The newly-named Vision manages both disk and tape storage, and now provides better capacity monitoring, detailed trending and de-duplication statistics for DXi systems installed around the world, said Gabriel Chaher, Quantum's senior director for international product and field marketing, speaking at Storage Networking World Europe in Frankfurt, Germany.

"It looks at how much capacity you have free and in the pool today, it does it again tomorrow and the day after, and it builds up a trend," he said. "We can't predict what's coming in, nor how much duplication it'll contain, but we can tell you what trend you're on."

Formerly called StorageCare Vision and now just Vision, the software has also been optimised for operation over the WAN and monitors all Quantum disk and tape products. That includes those released since the previous Vision version came out, such as the DXi7500, Chaher said.

Brian Garrett, technical director of ESG Labs, recently tested the new Vision software. "I found tools such as the de-duplication trend analysis to be an excellent example of Vision's rich capabilities. It should bring significant value to customers grappling with the challenges associated with effective management of their data protection resources," he said.
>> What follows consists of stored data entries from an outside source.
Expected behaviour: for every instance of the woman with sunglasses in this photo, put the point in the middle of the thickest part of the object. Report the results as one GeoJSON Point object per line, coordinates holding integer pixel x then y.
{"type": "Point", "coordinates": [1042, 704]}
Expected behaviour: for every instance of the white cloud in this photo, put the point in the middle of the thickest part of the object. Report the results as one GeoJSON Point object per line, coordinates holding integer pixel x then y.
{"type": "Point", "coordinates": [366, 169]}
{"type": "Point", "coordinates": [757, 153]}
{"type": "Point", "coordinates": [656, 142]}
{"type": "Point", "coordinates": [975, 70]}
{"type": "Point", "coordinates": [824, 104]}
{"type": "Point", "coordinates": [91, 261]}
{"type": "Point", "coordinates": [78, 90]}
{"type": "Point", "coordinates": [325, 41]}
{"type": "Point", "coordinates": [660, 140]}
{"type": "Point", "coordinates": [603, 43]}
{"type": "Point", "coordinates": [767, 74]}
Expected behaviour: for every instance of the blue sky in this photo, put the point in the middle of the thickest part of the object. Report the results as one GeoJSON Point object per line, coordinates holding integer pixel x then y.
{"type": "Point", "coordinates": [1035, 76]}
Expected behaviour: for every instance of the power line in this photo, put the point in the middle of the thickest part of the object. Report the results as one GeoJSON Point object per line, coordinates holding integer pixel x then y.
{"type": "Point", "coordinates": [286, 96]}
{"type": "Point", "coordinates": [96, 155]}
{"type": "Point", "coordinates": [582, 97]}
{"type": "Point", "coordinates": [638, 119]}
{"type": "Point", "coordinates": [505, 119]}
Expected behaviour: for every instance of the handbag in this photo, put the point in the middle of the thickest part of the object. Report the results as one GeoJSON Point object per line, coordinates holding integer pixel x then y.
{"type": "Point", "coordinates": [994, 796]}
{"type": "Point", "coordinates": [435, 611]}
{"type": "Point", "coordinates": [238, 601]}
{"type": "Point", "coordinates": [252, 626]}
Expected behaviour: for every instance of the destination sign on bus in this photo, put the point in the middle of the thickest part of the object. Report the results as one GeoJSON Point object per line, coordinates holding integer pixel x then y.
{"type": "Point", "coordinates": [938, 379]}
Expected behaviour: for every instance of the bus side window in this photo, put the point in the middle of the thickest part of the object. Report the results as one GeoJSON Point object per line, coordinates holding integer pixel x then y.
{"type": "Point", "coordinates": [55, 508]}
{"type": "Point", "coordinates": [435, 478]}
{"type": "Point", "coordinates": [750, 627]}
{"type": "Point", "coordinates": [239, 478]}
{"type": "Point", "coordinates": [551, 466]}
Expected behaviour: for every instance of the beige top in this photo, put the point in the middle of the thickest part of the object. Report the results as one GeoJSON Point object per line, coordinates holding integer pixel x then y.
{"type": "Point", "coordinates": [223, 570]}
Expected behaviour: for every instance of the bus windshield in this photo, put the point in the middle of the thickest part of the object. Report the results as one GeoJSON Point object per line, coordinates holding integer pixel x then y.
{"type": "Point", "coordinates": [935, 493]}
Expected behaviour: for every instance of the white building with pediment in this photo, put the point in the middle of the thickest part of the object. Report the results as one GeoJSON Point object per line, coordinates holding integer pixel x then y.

The new low-end DXi7500 should make it easier and cheaper for enterprises to buy into high-performance de-duplication, Chaher said.

Not only does it have half the disk capacity of the previous low-end model - 16 750GB drives, in three RAID5 groups plus a hot spare - but because it only has one shelf of hard drives, Quantum was able to trim its cost by removing the Fibre Channel switch that's in larger models.

The 9TB DXi7500 will not overlap with Quantum's midrange DXi5500 family, which offers similar capacity points, because the 5500 has much more limited growth capability, Chaher said.

"You don't need to change controllers, just put the Fibre Channel switch back in, for the same box to grow to the full 180TB capacity of the 7500," he said. "Plus the 7500 has policy-based de-duplication, which the 5500 doesn't."

The company said that Quantum Vision is available as software to run on a customer's Windows server, and costs from $7500 (£4,593) for a system licensed to manage two disk or tape systems. List pricing for the 9TB 7500DXi is around $135,000 (£82,677), Quantum said.